Este tipo de ecosistemas tenía fascinados a los cineastas independientes estadounidenses, recuerdo el estreno de Gummo, por ejemplo, del asustaviejas Harmony Korine, pero en enfoque de Vila es muy diferente. En una obra coral nos presenta a diferentes personajes de un mismo entorno, también periférico ¿vive alguien en la Italia turística? donde nadie está satisfecho con su vida por diferentes motivos, pero no son espectaculares, sino dudas existenciales ordinarias como puede tener cualquiera.
Los que estudian, se golpean una y otra vez contra sus exigentes y tozudos profesores, los que han dejado de estudiar echan horas en el supermercado; hay mujeres insatisfechas con sus cuerpos, hombres que no son capaces de disfrutar con el suyo; algunos fingen ser quienes no son para ligar con burdas mentiras, para otros es un mundo ligar, nunca lo consiguen y se lo hacen pagar a los demás con ataques de ira. Las amistades, hasta hace poco férreas, al crecer empiezan a ser inauténticas. Es la vida, en crudo.
Y mientras unos se piensan si deben continuar con sus estudios, vemos que los más mayores, con sus casi cincuenta años, siguen viviendo con sus padres, echando en falta tener 20 años cuando en realidad nunca han dejado de tenerlos.
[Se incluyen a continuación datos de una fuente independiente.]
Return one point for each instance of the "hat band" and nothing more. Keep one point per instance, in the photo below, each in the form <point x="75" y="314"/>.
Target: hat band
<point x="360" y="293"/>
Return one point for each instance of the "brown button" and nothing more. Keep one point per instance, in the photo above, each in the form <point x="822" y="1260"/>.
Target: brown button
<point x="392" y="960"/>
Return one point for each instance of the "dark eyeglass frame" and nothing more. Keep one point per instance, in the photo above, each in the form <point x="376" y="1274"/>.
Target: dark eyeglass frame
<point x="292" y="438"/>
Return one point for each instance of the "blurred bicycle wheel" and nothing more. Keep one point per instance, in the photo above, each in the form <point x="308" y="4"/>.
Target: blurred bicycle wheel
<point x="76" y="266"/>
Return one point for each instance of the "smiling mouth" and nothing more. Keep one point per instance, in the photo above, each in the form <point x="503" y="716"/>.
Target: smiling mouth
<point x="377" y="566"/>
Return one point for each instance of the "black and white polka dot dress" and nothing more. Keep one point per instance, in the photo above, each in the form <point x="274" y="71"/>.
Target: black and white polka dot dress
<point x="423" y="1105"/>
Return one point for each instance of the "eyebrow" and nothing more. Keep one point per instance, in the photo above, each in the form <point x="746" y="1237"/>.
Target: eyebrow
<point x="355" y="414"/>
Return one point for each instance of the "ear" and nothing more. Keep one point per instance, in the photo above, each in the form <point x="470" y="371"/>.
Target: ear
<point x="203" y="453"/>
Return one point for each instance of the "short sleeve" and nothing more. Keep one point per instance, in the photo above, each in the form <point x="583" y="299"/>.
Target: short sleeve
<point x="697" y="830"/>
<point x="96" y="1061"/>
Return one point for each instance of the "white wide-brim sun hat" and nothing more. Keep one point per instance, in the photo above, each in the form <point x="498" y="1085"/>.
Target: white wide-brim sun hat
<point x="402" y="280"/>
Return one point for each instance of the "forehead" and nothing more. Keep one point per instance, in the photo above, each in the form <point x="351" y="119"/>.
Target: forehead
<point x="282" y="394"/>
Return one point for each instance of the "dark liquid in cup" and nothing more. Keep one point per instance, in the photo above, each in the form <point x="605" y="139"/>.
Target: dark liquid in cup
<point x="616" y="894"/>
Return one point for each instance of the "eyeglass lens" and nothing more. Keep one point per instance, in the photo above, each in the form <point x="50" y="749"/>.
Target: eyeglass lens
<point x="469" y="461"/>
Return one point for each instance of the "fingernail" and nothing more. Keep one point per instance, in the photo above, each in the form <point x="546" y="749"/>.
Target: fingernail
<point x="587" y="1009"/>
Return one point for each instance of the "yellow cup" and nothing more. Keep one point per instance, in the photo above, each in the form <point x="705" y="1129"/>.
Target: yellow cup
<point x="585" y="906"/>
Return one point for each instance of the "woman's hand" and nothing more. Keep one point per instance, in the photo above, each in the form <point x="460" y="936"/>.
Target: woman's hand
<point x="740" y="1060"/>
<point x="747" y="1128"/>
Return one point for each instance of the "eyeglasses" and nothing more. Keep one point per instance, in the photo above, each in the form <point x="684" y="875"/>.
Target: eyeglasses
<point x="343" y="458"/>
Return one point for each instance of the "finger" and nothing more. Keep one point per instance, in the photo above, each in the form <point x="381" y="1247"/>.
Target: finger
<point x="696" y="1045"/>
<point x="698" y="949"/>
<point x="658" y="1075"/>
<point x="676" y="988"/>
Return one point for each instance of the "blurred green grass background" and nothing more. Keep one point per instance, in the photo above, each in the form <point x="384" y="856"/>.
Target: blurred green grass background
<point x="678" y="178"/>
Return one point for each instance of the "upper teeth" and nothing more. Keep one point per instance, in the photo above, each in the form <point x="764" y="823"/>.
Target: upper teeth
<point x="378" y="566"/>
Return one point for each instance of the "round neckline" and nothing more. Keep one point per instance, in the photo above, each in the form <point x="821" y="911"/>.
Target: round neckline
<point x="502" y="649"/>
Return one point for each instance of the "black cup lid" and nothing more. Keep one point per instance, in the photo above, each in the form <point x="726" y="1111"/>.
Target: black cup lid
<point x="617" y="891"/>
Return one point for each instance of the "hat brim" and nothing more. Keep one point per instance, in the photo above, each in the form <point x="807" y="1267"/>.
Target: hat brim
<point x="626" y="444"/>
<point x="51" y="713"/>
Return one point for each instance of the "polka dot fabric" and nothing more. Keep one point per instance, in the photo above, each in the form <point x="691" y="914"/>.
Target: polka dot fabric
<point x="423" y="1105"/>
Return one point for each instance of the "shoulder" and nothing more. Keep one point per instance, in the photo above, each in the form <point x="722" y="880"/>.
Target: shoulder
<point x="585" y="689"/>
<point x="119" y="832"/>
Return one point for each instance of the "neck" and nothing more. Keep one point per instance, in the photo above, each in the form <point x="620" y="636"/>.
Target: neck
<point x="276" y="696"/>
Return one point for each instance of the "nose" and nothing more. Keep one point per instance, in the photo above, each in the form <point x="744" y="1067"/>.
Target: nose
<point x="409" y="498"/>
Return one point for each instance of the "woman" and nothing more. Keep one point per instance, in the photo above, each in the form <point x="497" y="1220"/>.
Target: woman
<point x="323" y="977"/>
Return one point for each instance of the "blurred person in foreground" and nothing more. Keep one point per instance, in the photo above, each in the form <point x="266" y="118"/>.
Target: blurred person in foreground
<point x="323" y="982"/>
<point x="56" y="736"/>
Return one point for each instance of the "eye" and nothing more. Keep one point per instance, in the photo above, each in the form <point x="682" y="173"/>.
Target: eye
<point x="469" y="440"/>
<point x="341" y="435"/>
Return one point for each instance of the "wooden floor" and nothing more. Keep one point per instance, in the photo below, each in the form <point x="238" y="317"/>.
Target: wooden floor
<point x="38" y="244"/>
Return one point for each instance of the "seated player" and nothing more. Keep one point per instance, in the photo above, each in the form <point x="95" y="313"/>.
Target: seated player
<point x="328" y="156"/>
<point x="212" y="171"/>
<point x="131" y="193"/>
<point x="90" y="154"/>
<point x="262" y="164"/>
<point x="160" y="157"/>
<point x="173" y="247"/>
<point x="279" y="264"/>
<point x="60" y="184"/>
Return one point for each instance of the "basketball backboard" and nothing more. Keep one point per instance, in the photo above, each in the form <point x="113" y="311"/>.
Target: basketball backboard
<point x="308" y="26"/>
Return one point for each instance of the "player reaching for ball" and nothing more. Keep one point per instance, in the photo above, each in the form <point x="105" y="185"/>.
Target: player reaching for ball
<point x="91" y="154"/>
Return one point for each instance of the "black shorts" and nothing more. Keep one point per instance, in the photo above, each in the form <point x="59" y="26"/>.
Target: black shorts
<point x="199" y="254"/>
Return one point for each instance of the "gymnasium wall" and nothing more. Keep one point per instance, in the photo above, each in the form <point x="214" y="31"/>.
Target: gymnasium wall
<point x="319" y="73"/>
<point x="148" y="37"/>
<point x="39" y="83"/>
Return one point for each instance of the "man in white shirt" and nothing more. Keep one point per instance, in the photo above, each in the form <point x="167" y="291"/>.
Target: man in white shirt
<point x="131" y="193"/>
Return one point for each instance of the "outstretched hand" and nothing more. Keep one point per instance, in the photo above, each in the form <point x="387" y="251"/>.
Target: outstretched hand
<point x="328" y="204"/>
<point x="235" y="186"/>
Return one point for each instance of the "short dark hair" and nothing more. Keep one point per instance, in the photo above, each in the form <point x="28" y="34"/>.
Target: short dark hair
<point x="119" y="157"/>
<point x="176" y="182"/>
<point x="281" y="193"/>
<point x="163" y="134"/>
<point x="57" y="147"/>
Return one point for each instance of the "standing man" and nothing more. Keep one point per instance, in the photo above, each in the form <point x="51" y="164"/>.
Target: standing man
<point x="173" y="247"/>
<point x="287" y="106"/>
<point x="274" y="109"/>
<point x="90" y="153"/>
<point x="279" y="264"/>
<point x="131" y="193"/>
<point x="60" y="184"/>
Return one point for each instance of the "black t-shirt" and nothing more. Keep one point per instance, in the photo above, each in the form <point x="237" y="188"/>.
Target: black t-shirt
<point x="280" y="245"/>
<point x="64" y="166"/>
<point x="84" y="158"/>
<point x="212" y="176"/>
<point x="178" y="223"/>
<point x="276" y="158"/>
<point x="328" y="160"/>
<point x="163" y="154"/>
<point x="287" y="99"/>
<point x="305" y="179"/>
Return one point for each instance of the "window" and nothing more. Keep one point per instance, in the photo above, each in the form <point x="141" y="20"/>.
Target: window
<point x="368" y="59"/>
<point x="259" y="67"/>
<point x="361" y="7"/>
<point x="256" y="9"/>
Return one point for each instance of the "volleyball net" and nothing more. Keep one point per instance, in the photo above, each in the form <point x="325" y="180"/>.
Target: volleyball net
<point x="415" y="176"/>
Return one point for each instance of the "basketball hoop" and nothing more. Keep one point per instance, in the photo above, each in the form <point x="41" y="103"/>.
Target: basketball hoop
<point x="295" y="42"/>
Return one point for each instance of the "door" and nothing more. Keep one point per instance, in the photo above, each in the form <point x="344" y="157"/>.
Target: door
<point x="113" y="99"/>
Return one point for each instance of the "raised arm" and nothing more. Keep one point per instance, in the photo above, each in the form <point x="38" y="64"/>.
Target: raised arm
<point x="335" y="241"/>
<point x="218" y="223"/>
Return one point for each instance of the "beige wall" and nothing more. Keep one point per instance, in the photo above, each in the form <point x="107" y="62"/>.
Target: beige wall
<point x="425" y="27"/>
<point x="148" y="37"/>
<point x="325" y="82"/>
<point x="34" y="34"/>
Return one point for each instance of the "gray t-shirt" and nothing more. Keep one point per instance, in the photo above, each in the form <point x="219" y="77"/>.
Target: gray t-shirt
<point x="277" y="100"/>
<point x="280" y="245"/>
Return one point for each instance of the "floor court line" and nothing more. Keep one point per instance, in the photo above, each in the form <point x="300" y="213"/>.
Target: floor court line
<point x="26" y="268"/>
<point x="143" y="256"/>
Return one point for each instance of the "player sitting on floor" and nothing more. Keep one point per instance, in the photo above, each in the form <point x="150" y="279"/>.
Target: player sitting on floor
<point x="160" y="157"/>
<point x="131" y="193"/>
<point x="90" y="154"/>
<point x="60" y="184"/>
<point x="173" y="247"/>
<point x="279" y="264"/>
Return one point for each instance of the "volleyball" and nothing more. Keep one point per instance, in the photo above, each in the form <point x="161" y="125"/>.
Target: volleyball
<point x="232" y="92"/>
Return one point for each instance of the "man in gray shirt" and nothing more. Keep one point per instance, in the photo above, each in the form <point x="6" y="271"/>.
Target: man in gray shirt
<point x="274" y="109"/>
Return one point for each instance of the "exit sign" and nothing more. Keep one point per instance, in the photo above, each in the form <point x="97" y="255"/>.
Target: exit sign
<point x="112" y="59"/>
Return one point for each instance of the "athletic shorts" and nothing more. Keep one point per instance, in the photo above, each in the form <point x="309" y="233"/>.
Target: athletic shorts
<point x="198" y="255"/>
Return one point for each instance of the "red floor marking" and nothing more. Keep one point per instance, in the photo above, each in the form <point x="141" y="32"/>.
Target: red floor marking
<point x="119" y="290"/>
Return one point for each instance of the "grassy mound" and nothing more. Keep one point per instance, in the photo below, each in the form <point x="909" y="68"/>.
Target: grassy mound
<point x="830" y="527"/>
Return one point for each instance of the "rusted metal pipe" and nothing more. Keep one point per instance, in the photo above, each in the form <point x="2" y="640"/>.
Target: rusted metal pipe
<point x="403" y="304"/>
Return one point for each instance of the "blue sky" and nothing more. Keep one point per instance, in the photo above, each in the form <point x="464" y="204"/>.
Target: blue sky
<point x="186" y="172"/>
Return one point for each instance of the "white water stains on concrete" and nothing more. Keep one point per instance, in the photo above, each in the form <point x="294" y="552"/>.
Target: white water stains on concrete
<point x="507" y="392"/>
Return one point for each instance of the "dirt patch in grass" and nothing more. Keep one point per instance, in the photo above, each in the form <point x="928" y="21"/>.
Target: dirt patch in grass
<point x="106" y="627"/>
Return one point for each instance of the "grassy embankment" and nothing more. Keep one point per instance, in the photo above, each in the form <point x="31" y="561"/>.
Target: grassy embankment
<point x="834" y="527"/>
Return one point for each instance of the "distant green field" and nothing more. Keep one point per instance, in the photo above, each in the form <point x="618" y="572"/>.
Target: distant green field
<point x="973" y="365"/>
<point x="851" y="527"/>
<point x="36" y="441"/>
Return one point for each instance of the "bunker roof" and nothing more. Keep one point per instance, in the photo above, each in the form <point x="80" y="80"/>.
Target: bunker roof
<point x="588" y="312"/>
Son personajes que parten de puntos muy distanciados entre sí, pero solo en teoría, porque el clímax de la obra reside en cuándo se encuentran y, sobre todo, cómo.
Todo esto es universal. Incluso el escenario de un puñado de estudiantes que orbitan alrededor del centro comercial y el supermercado donde trabajan algunos de ellos, también. El mundo es cada vez más parecido, por eso esta fábula es extrapolable a cualquier entorno y a la vida de cualquiera.
De hecho, en una escena muy ilustrativa, un personaje le quiere enseñar lo más bonito de su Padua a un extranjero y, en el proceso, se da cuenta de que él mismo no tiene ni idea de nada, ni de la arquitectura ni de los templos. Es otro extranjero más en su propia tierra. El ejercicio lo podemos hacer perfectamente con nosotros mismos ¿Seríamos capaces de ser guías turísticos de nuestra propia ciudad?
También vemos que la obsesión por la supuesta imperfección de los cuerpos que caracterizó Dulce de leche ya estaba aquí presente. Se sugiere que hay hombres que no son capaces de disfrutar sexualmente con mujeres que no parezcan modelos, que eso les atormenta y acaban rompiendo la relación cuando se trata de sus novias. Del mismo modo que las mujeres en esta situación se acomplejan, viven su físico como una lacra, casi como una enfermedad.
Ciertamente, me gusta más el tratamiento que hace aquí de esa cuestión el autor que en Dulce de leche, donde se mostró demasiado psicólogo para mi gusto. Aunque a un autor que se atreve con estos temas, que forman parte del día a día de cada uno y de nuestras biografías sexuales, mejor ni toserle por si se le quitan las ganas de continuar por esta senda.
No es infrecuente encontrar en muchas reseñas una descripción de estas obras como culto a la fealdad, pero no puede estar más equivocado o alienado quien sostenga semejante idea. Lo feo y lo execrable es el tormento por el propio cuerpo, cuando por lo que sea está alejado de un modelo único. Las neurosis que desencadena, tanto en quien se mortifica a sí mismo por no tenerlo, como en quien desea cuerpos que se supone que no debería desear porque se lo han dicho en la tele o sus amigotes, son todo un universo digno de ser explorado. Pero lo feo es el fenómeno, no los cuerpos.